Vincent Dilorenzo

Personal information
- Full name: Dominic Vincent Dilorenzo
- Born: 14 October 1911 Warrington, England
- Died: 18 February 1989 (aged 77)

Playing information

Rugby league
- Position: Hooker
Club
| Years | Team | Pld | T | G | FG | P |
| 1931–34 | Warrington | 18 | 0 | 0 | 0 | 0 |
| 1934–≤46 | Bradford Northern | c. 210 |  |  |  |  |
| ≤1940–≥40 | → Warrington (guest) |  |  |  |  |  |
| 1945–46 | → Leeds (guest) | 4 |  |  |  |  |
| 1946–49 | St. Helens | 10 | 0 | 0 | 0 | 0 |
|  | Total |  | 0 | 0 | 0 | 0 |

Rugby union
- Position: Hooker
Representative
| Years | Team | Pld | T | G | FG | P |
| ≤1943–≥43 | Cairo United Services | ≥1 |  |  |  |  |
- Source: As of 12 November 2018

= Vincent Dilorenzo =

English rugby league footballer

Domenico Vincent "Vin" Dilorenzo (14 October 1911 – 18 February 1989) was an English professional rugby league footballer who played in the 1930s and 1940s, and coach/scout/trainer of the 1940s through to the 1970s, and rugby union footballer who played in the 1940s. He played club level rugby league (RL) for Warrington (two spells, including the second as a World War II guest), Bradford Northern, Leeds (World War II guest) and St. Helens, as a , and club level rugby union (RU) for Cairo United Services (during World War II), as a hooker and he was the coach/scout/trainer for Warrington Amateurs, Orford Tannery, and Warrington.

==Background==
Vincent Dilorenzo was born in Warrington, Lancashire, England, he was a gunner during World War II, and he worked as a warehouseman for c. 25-years at the wire manufacturers and galvanizers; Whitecross Company, Milner Street, Warrington (subsequently acquired by Lancashire Steel Corporation, then British Steel, and then Rylands-Whitecross (jointly owned by Tinsley Wire Industries Ltd (TWIL), and British Ropes).

==Playing career==

===Championship final winners===
Vincent Dilorenzo played in Bradford Northern's 37–22 on aggregate victory over Swinton in the Championship Final during the 1939–40 season; the 21-13 first-leg victory at Station Road, Swinton on Saturday 18 May 1940, and the 16-9 second-leg victory at Odsal Stadium, Bradford on Saturday 25 May 1940.
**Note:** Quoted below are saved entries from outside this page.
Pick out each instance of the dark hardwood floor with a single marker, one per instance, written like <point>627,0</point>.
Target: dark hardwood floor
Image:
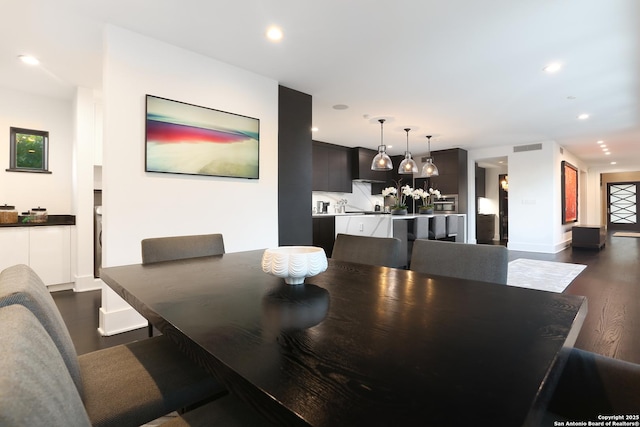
<point>611,283</point>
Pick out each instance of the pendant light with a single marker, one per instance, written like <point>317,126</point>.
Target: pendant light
<point>382,161</point>
<point>429,168</point>
<point>408,165</point>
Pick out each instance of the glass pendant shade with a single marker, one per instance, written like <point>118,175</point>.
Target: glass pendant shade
<point>429,168</point>
<point>381,161</point>
<point>408,165</point>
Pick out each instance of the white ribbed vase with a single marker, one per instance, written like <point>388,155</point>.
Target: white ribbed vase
<point>294,263</point>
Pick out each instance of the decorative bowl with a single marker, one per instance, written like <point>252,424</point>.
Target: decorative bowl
<point>294,263</point>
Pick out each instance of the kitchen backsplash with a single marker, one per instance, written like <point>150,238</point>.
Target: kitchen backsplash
<point>360,199</point>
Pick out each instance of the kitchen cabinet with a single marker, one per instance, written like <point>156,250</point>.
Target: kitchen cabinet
<point>485,228</point>
<point>331,168</point>
<point>324,231</point>
<point>46,249</point>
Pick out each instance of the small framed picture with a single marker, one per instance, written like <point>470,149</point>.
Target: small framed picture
<point>29,150</point>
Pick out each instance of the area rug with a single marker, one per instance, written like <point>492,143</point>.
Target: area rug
<point>626,234</point>
<point>542,275</point>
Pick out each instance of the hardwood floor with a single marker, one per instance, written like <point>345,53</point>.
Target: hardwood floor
<point>611,283</point>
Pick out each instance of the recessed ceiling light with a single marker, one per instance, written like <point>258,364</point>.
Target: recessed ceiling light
<point>27,59</point>
<point>553,67</point>
<point>274,34</point>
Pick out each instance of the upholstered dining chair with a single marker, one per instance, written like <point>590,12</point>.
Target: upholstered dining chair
<point>382,251</point>
<point>128,384</point>
<point>159,249</point>
<point>466,261</point>
<point>36,388</point>
<point>591,385</point>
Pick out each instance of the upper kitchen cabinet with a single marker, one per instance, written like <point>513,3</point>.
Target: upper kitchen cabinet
<point>361,166</point>
<point>331,168</point>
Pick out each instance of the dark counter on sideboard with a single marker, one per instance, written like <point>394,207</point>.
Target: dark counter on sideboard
<point>51,220</point>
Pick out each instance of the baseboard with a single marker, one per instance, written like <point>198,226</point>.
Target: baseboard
<point>117,322</point>
<point>87,283</point>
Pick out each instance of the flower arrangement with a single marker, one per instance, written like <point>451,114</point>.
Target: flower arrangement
<point>400,194</point>
<point>427,196</point>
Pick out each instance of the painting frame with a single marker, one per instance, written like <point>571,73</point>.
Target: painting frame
<point>188,139</point>
<point>29,150</point>
<point>569,183</point>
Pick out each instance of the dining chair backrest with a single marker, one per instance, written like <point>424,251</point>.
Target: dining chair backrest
<point>19,284</point>
<point>438,227</point>
<point>592,384</point>
<point>486,263</point>
<point>381,251</point>
<point>158,249</point>
<point>35,386</point>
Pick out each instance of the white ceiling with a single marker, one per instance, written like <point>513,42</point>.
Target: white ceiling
<point>468,72</point>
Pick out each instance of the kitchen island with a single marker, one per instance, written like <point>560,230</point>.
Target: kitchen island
<point>386,225</point>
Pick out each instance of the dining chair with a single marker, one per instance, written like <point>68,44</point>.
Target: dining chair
<point>438,227</point>
<point>486,263</point>
<point>591,385</point>
<point>36,389</point>
<point>381,251</point>
<point>159,249</point>
<point>128,384</point>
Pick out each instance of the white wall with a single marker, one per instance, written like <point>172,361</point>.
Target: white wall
<point>29,190</point>
<point>136,204</point>
<point>534,195</point>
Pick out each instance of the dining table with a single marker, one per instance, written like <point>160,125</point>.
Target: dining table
<point>361,345</point>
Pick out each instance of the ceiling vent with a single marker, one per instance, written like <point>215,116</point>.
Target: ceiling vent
<point>530,147</point>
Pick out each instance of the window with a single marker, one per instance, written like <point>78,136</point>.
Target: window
<point>29,150</point>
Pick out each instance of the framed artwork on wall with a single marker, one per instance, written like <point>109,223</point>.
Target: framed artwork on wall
<point>569,179</point>
<point>188,139</point>
<point>29,150</point>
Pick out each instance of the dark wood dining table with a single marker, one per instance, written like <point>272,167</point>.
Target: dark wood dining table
<point>359,345</point>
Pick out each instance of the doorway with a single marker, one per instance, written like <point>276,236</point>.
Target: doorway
<point>622,202</point>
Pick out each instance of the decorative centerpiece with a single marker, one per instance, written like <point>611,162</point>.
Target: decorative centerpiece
<point>399,195</point>
<point>427,197</point>
<point>294,263</point>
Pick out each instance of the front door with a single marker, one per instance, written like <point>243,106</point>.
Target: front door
<point>622,202</point>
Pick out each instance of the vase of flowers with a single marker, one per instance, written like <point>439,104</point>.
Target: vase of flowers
<point>399,193</point>
<point>427,196</point>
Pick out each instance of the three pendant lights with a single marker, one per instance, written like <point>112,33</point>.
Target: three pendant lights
<point>382,161</point>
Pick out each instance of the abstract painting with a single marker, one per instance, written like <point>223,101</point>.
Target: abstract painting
<point>569,193</point>
<point>188,139</point>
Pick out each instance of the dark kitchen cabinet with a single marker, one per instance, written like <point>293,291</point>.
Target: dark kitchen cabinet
<point>331,168</point>
<point>324,231</point>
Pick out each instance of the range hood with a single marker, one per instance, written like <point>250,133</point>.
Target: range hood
<point>361,166</point>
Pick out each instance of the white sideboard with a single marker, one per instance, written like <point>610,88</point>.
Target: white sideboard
<point>46,249</point>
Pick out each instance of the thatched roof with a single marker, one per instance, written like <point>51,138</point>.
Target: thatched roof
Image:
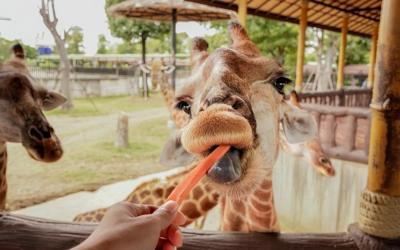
<point>325,14</point>
<point>161,10</point>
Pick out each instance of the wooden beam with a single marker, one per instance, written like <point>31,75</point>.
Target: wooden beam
<point>380,202</point>
<point>242,12</point>
<point>372,55</point>
<point>29,233</point>
<point>342,52</point>
<point>384,157</point>
<point>301,45</point>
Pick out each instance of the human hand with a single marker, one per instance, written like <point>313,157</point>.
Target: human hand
<point>143,227</point>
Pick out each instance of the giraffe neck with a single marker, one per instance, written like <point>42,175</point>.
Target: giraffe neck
<point>3,180</point>
<point>255,213</point>
<point>179,117</point>
<point>200,200</point>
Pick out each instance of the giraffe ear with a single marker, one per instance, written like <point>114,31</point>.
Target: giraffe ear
<point>174,154</point>
<point>52,100</point>
<point>298,125</point>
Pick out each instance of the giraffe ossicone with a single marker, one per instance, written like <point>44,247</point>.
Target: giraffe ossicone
<point>22,100</point>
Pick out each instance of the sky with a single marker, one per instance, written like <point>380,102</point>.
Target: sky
<point>27,25</point>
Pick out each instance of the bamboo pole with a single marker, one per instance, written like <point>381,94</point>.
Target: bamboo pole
<point>242,12</point>
<point>380,202</point>
<point>301,45</point>
<point>342,52</point>
<point>372,55</point>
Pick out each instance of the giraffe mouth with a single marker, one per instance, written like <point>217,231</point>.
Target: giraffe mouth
<point>227,170</point>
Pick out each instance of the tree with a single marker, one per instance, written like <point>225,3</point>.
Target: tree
<point>135,31</point>
<point>6,53</point>
<point>357,50</point>
<point>47,9</point>
<point>275,39</point>
<point>74,41</point>
<point>103,45</point>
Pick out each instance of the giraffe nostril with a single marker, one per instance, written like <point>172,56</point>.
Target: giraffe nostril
<point>35,134</point>
<point>324,161</point>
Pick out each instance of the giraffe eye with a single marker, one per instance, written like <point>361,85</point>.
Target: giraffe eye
<point>280,83</point>
<point>184,106</point>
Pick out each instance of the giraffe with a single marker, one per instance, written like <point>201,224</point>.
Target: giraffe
<point>310,151</point>
<point>21,118</point>
<point>159,76</point>
<point>234,96</point>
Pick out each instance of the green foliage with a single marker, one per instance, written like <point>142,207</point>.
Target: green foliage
<point>75,41</point>
<point>103,45</point>
<point>6,53</point>
<point>221,36</point>
<point>357,50</point>
<point>275,39</point>
<point>131,30</point>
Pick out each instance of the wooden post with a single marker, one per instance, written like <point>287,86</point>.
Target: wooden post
<point>301,45</point>
<point>121,139</point>
<point>242,12</point>
<point>342,52</point>
<point>372,55</point>
<point>350,133</point>
<point>380,202</point>
<point>331,127</point>
<point>173,51</point>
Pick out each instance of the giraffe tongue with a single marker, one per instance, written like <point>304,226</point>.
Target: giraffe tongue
<point>227,169</point>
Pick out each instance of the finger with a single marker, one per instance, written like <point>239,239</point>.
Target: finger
<point>160,243</point>
<point>168,246</point>
<point>175,235</point>
<point>179,219</point>
<point>166,214</point>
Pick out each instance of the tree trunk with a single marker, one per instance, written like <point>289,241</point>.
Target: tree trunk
<point>145,86</point>
<point>65,76</point>
<point>64,62</point>
<point>318,72</point>
<point>121,140</point>
<point>144,50</point>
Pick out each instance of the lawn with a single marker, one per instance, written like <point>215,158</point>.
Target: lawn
<point>112,104</point>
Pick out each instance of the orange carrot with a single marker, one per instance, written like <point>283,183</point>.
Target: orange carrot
<point>183,188</point>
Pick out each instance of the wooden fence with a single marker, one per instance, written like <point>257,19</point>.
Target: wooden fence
<point>343,131</point>
<point>347,98</point>
<point>28,233</point>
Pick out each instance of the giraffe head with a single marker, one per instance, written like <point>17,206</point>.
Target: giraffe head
<point>234,96</point>
<point>310,151</point>
<point>22,99</point>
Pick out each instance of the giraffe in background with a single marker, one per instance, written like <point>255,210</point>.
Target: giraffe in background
<point>21,120</point>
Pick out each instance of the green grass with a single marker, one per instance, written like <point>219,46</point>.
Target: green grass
<point>114,104</point>
<point>146,141</point>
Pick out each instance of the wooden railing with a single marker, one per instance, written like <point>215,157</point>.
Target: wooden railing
<point>343,131</point>
<point>347,98</point>
<point>29,233</point>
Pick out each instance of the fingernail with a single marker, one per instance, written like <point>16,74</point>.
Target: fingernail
<point>171,206</point>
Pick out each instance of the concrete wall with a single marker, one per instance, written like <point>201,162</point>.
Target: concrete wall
<point>308,202</point>
<point>102,86</point>
<point>96,86</point>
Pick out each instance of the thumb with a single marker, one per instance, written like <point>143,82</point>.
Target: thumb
<point>166,213</point>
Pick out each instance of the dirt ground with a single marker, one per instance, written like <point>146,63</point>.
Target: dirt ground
<point>31,182</point>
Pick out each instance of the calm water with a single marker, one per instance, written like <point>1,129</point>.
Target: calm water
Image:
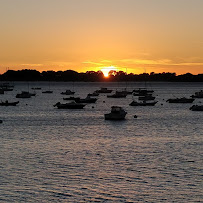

===Services rugby union===
Vincent Dilorenzo played hooker in Cairo United Services' 3–28 defeat by the 6th Armoured Division (South Africa) (captained by future South Africa (Springboks) captain; Basil Kenyon) at Alamein Club, Cairo on Saturday 25 December 1943.

===Club career===
Vincent Dilorenzo made his début for Warrington on Saturday 19 March 1932, and he played his last match (in his second spell) for Warrington on Saturday 16 March 1940, he was transferred from Warrington to Bradford Northern, he played matches on loan from Bradford Northern to Warrington as a guest during World War II, he played 4-matches on loan from Bradford Northern to Leeds as a guest during World War II against; Swinton at Station Road, Swinton on Saturday 22 December 1945, Hunslet F.C. at Headingley, Leeds on Tuesday 25 December 1945, Bramley at Headingley, Leeds on Saturday 29 December 1945 and Salford at The Willows, Salford on Saturday 5 January 1946, he was transferred from Bradford Northern to St. Helens, he made his début for St. Helens in the 12–7 victory over Workington Town at Knowsley Road, St. Helens on Saturday 12 October 1946, and he played his last match for St. Helens in the 8–11 defeat by Swinton at Knowsley Road, St. Helens on Saturday 26 February 1949.

==Coaching career==

===Representative career===
Vincent Dilorenzo was a trainer of Australia during the 1959–60 Kangaroo tour.

==Note==
Vincent Dilorenzo surname is misspelt as Dilerenzo on his birth registered fourth 1/4 1911 in Warrington district.